Here are the key takeaways from my presentation. It is a culture and a mindset you have to tackle. The culture and mindset of continuous improvement is a very decisive factor. You have to have this in mind and also in the minds of your management. If your management is not buying into this as a journey, but they are looking forward to it as a check mark behind a topic, then you will struggle in between. Rather discuss it up front and then have a smooth ride in between.

It is also about establishing as much automated fast feedback cycles as possible. You have seen in some intermediate steps it might not be fully automated in the beginning, but you will work towards it. Even if you are not doing continuous delivery to your customers, as you might also be in a regulated environment, all of the benefits coming from the internal benefits are so great that you can stick to it for the greater good of the organization.
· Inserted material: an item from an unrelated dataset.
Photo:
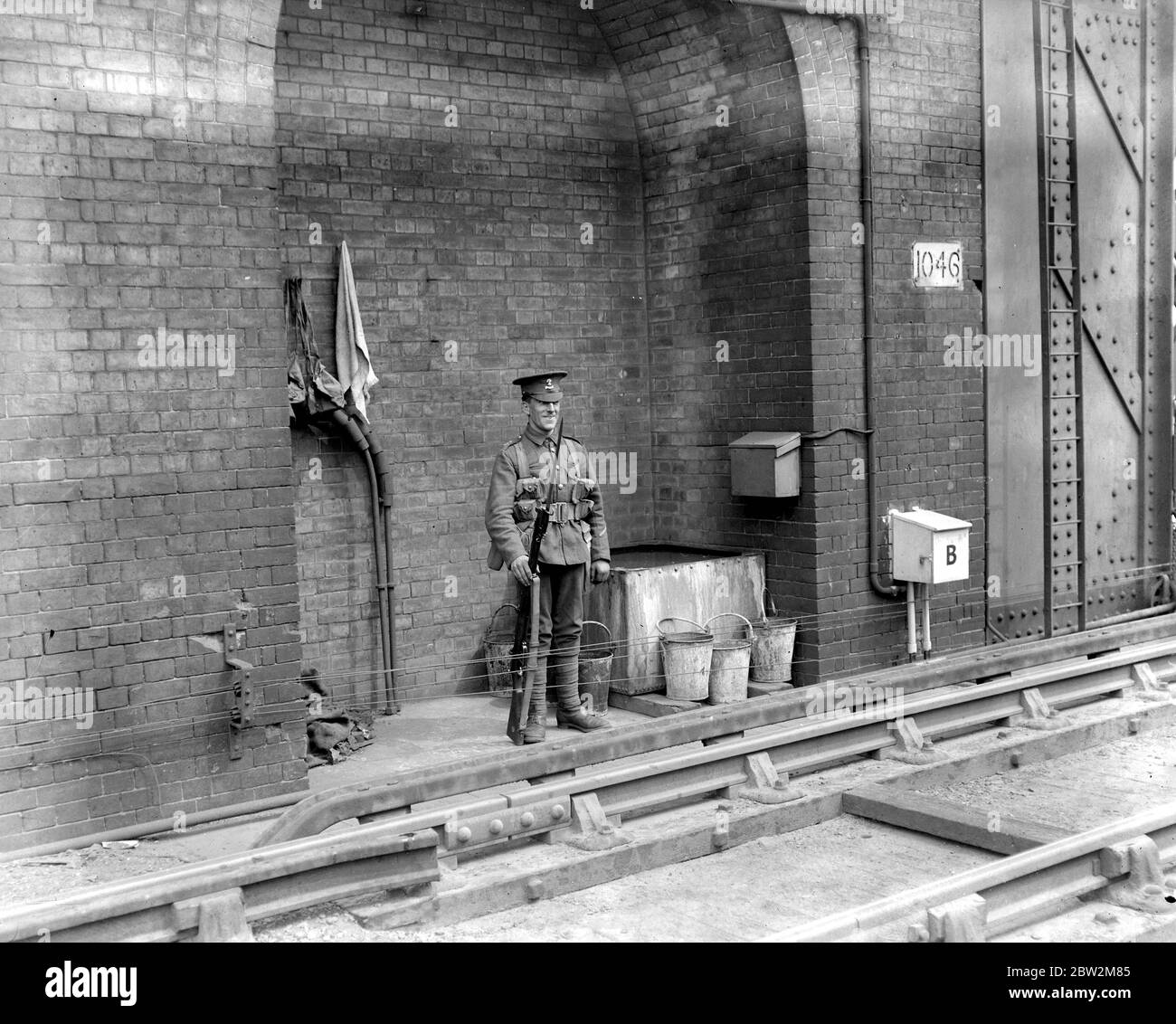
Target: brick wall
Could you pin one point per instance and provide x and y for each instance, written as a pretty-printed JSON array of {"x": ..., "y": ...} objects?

You have learned we are in a complex environment where probe, sense, respond is the only approach to it. Run experiments and measure. But put the right KPIs into place. Do not put your KPIs to the level where you are managing with your KPIs your North Star, or you will lose the ability to celebrate and have success stories on the way. It is okay to measure your North Star, but it is more important to have intermediate KPIs which show you that you are working for the greater good in the right direction.

Strive to meet the overall goals of the various involved roles. If the people do not feel what is in for them, they will be lost on this long journey. Since it is a journey, the people need to be kept entertained, and the only way to entertain them is to create wins for them. The only way to create wins for them is by driving their specifics, making them stakeholders, making them protagonists of your DevOps journey.

Accept that your approaches will not show the results you have expected at the beginning. You will uncover those topics in between like the skunks at your front porch. But by doing so and treating them correctly, celebrating them the proper way, your organization will grow on the journey towards DevOps.

Thank you very much for listening to my talk. I am happy to chit-chat with you on Slack and also hear your questions and try to answer them. But we all are seekers for the DevOps truth. So let's see if I can learn also a lot from you. Thank you very much.